I have plenty of time for Wetherspoon’s, but even I struggle with this one. I don’t know how popular regular Spoons are with overseas visitors, but I imagine many tourists end up here on their way back home. I hope they don’t think this is what all pubs look like: A huge wooden bar along one side; the floor randomly divided between parquet flooring and carpet; dangling pendant lamps arranged in a layout with no discernible correlation to the tables below. Three of the walls are covered in paper made to look like bricks (the fourth is open to the fluorescent terminal). More graphics on the wallpaper appear to be trying to tell some sort of history of Scotland, but the words are largely indecipherable.
I plonk my bag on the floor and sit with my half pint. I look around. A quick check on the Wetherspoon app tells me there are over 160 tables here. Around a third of them are occupied. Most of my fellow drinkers are on their phones, ignoring their travel companions. Or, like me, they are on their own. Some have got their laptops out to do work. It’s 7:15pm on a Friday. Perhaps airport rules work both ways: you can drink when you should be working, and you can work when you should be drinking.
I glance at the in-house departures board and relax a little. I have time. My ticket says I’m in boarding priority group five, which I’m pretty sure is the lowest one. It shouldn't really have the word “priority” on it. I use the airport WiFi to Google the opposite of “priority”. I get: inferiority, last, subservience, unimportance. That’s budget airlines for you.
Above me, the ceiling at the “front” of the “pub” (i.e. the bit closest to the rest of the terminal) is a corrugated green metal. It reminds me of the gantry of an old-school football ground. But it dawns on me that this is meant to be some kind of fake awning. I think this is meant to be the pub garden. The al-fresco section, if you will. This is confirmed by the knee-height fence and plastic box plants which run along the pub’s entrance. But when I look out, instead of observing a bustling street scene, I’m gawking at an MDF board advertising the new Starbucks at gate 10.
Still, this place serves a purpose. Sure, they’ve bumped the prices up, but it’s still cheaper than it should be, given it has a captive audience and the Brewdog round the corner charges £11 for bread and olives. The staff have always been very friendly when I’ve been in here. You know what you’re getting at a Spoons. I wouldn’t necessarily trust the cask ale in this one, but the keg stuff is perfectly fine. If this is the final taste of Caledonia left in the mouths of our foreign brothers and sisters as they fly away, so be it. It could be worse. Actually, it really could be a lot worse: there’s an All Bar One at gate six.
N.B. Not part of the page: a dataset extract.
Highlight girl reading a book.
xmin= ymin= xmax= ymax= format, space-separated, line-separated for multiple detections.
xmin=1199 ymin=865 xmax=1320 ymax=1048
I take the final gulp of Leffe as I hear a final call over the tannoy in the distance. I join the back of the queue with my fellow passengers in inferiority group five. We trudge indifferently to the machine that will take us six miles into the air. The open skies, previously the preserve of bombers, billionaires and birds. Now available to the masses.
Where is it?
Open every day, 4am to 9pm.
Where next?
Well, I’m assuming your next stop is your plane seat. Feel free to get a drink on board.
The chaser
In 2007 there were about 700 breweries in the UK. By 2017, there were close to 2,000.
Boak and Bailey have an interesting theory to explain the explosion.
I don't like airports and I don't like 'Spoons, but I *loved* this review! :)
Great series. Keep up the good work! Getting an early flight from the hell-hole that is Edinburgh Airport (really, for world class city the airport is rubbish) and seeing folks boozing at 6am in The Sir Walter. Peak Scotland - I’m pretty sure if most Edinburgh bars were open at that time….they’d have a fair smattering of punters! I had the full Scottish (sans alcohol) and it was pretty, pretty bad.